Dr. Johnson likens the midge’s extraction of human blood to “a dog licking a dish.”
“Midges have mandibles that are like little razor blades, and they have to cut the skin and suck up the blood,” he said.
“It’s kind of like a dog licking a bowl, and so they spit a lot of saliva into the wound.”
Babies or young children who are not used to midge bites will have a more severe reaction to the insects than adults, Dr Johnson said.

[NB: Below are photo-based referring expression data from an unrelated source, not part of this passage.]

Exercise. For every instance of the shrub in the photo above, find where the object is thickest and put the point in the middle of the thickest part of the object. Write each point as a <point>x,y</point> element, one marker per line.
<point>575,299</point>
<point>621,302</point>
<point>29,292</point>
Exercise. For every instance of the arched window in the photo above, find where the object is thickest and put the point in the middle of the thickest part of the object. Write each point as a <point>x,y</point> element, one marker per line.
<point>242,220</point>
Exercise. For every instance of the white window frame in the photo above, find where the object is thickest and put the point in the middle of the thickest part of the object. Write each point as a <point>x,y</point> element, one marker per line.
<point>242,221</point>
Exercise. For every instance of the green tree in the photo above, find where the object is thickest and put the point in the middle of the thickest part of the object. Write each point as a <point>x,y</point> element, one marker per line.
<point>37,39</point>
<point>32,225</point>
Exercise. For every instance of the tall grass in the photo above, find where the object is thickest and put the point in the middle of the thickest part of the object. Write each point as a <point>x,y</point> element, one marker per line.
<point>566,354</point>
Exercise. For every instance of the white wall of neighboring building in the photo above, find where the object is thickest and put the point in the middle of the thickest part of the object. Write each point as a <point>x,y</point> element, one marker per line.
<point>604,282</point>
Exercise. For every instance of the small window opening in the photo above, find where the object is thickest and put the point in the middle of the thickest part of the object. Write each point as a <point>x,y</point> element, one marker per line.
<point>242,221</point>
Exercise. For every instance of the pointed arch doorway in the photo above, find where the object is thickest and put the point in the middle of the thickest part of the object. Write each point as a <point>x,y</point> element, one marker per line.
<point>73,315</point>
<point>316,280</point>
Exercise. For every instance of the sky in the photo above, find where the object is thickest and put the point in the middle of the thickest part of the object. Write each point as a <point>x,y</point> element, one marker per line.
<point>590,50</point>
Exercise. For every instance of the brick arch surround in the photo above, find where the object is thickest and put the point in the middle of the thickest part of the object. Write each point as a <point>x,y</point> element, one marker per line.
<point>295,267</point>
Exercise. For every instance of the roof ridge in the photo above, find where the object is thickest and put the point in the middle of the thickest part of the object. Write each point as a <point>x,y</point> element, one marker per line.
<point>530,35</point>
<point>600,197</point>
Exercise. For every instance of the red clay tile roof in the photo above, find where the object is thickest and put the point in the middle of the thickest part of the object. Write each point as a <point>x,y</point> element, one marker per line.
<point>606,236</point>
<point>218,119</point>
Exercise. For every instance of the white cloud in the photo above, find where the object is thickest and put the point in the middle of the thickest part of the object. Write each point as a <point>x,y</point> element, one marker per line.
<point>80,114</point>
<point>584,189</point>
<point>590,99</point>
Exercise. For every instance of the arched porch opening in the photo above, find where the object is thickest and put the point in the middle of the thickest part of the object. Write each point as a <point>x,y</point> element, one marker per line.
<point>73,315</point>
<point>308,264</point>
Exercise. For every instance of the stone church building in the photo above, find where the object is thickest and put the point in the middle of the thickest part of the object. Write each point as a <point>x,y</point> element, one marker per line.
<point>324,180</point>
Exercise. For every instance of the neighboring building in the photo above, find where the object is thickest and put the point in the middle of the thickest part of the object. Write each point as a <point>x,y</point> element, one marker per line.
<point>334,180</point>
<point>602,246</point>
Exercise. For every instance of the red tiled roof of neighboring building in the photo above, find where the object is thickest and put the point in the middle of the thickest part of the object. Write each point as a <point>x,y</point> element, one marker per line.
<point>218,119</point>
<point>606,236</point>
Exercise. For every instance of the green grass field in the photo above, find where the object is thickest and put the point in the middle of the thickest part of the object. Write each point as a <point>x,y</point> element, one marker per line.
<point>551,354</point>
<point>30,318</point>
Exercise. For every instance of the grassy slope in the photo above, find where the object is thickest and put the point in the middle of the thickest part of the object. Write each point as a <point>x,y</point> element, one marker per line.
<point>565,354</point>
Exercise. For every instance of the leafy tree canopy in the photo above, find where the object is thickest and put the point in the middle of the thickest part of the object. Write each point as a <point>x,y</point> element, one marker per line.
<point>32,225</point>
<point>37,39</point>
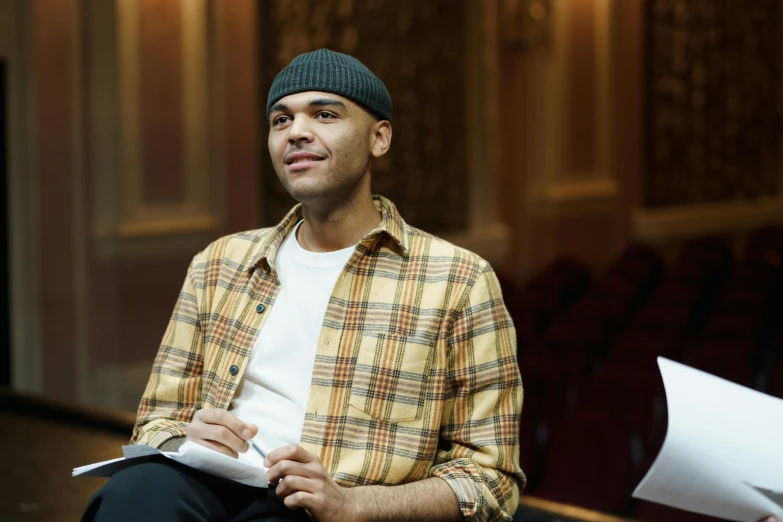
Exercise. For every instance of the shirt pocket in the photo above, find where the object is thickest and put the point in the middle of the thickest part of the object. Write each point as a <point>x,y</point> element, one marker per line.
<point>390,378</point>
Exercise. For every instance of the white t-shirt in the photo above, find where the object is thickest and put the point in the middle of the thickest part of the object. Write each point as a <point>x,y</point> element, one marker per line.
<point>275,387</point>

Unlike mosquitoes, midges were difficult to combat with environmentally safe insecticides.
Dr Johnson said midges spent most of their lives in the mud. He said heavy chemicals would be needed to target them, a strategy that would have devastating effects on the surrounding wildlife.
How to prevent insect bites
Cr Schrinner said while councils continued to treat mosquito breeding areas, residents could protect their homes, families and pets from mosquitoes in a number of different ways.
“The council treats the larvae before they turn into adults and leave their breeding grounds – and we treat every chance we get,” he said.
“When adult mosquitoes are active, residents should use insect repellent, wear loose, full-length and light-colored clothing, and limit time in mosquito-prone areas, especially during the evening and early morning hours, to help reduce the risk of being bitten.
“Residents can prepare their homes for mosquito season by keeping their yards clear of water-holding containers such as buckets, potted plants, saucers and birdbaths.
“Make sure windows and all gaps in rainwater tanks are screened, and make sure roof gutters aren’t blocked by leaves.”
Dr Johnson agreed that “source reduction” around homes is “everything you can do” to limit mozzie and midge infestations.
“Other than that, it’s really hard,” he said.
He said traditional repellants like Bushman or Aerogard, and natural repellants like citronella and eucalyptus oil are effective, but they need to be applied more often.
Dr Johnson also said that while Aussies are used to being bitten by insects, the public needs to follow a Slip, Slop, Slap campaign to protect themselves from mosquito-borne diseases and general nuisance.